In the fourth quarter, PHH reported $45 million in net income or $0.78 per basic share.

For the full year, the net income was $135 million or $2.36 per basic share.

According to the full year report, released after market close, full-year retail mortgage loan closings hit $47.4 billion, up 4% from 2012.

However, full-year total mortgage loan closings were $52.4 billion.

That's down 6% from 2012.

Things got even worse in the last quarter of the year.

Mortgage applications declined 18% sequentially in the fourth quarter to $10.4 billion.

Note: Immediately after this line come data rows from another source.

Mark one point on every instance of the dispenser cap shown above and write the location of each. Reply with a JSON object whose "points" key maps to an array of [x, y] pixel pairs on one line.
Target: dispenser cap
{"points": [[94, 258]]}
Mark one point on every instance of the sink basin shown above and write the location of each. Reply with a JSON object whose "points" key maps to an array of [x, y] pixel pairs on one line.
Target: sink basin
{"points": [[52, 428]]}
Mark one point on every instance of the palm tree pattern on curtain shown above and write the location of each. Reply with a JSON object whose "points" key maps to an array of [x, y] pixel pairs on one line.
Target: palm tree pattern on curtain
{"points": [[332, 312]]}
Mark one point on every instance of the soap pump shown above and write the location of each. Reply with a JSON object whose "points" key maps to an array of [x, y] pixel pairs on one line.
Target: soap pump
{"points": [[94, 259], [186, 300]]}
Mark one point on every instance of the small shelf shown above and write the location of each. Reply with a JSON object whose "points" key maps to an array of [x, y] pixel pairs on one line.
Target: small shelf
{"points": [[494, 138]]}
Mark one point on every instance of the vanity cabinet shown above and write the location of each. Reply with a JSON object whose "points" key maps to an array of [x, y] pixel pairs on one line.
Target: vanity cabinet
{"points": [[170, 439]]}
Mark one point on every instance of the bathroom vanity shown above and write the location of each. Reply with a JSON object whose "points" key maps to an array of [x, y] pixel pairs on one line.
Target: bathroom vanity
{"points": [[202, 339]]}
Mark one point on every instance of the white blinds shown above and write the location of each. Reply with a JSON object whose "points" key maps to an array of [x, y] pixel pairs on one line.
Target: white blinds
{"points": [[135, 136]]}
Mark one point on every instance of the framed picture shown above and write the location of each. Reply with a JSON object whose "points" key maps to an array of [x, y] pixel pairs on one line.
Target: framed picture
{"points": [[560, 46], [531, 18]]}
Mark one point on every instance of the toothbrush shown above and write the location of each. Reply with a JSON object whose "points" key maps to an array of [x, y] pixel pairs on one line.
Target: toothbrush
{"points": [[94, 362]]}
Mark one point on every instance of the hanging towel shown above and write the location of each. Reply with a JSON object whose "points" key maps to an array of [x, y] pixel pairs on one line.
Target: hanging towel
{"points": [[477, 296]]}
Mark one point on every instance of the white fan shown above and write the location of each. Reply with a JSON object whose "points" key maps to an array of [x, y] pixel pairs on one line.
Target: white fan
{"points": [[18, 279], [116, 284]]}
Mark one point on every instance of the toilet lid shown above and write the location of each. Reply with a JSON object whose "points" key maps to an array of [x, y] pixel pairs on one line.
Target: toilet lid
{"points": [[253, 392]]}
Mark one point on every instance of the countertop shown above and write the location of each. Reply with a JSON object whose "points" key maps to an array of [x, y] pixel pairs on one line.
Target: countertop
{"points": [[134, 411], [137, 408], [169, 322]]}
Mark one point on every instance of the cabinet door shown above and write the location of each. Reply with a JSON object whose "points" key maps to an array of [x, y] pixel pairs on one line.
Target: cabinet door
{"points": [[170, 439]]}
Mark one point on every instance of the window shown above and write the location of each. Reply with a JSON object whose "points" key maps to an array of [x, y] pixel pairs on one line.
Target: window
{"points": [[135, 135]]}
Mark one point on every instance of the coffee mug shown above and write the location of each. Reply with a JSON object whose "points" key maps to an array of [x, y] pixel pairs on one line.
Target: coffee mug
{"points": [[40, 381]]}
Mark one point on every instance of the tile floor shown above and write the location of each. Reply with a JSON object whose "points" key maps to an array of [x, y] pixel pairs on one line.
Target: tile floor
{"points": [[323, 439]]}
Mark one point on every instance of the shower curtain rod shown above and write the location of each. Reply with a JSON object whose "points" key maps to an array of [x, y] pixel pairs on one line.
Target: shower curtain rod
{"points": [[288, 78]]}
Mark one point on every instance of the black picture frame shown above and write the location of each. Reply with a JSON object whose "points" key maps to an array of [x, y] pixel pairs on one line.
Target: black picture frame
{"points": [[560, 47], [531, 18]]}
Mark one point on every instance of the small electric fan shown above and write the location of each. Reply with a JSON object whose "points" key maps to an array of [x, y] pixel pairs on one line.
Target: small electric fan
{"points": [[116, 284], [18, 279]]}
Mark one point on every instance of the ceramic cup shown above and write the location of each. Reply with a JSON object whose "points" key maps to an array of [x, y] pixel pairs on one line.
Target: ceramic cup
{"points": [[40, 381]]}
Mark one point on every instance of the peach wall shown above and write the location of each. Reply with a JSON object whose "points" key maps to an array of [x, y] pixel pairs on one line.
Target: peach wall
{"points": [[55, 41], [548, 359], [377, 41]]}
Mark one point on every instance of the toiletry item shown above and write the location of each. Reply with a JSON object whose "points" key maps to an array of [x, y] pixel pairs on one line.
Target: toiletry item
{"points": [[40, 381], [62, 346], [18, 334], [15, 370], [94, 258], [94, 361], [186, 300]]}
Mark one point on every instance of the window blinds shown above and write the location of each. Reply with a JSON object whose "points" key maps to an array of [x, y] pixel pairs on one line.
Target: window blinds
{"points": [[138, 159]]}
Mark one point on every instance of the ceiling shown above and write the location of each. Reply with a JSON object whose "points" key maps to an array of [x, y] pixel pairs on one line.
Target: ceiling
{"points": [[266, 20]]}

"The Company has retained JPMorgan Securities, Centerview Partners and Kirkland & Ellis to assist in exploring ways to maximize shareholder value through the separation or sale of the company’s fleet business, mortgage business, or both," the report states.

During the fourth quarter of 2013, repurchase requests from the government-sponsored enterprises began to trail off.

"We did not record any repurchase and foreclosure-related charges during the third quarter of 2013. In the fourth quarter of 2012 repurchase and foreclosure-related charges were $37 million," the report states.

"We believe the GSEs are complete with substantially all repurchase demands for loans originated prior to 2009," the earnings conclude.

However, as government-insured loan foreclosures persist through 2014, PHH is expecting more losses, as some of the mortgages may not be eligible for insurance reimbursement.

PHH declined to include why these loans may not be eligible in the earnings report.

In January, the Consumer Financial Protection Bureau initiated administrative proceedings against PHH, allegeding that it harmed consumers through a mortgage insurance kickback scheme that started as early as 1995, in its latest enforcement action.

PHH hit back, denying the CFPB complaint even has grounding.

"We intend to vigorously defend against the CFPB's allegations; however, there can be no assurance that we will be successful in such efforts given the inherent uncertainties involved in litigation," the company said in a statement.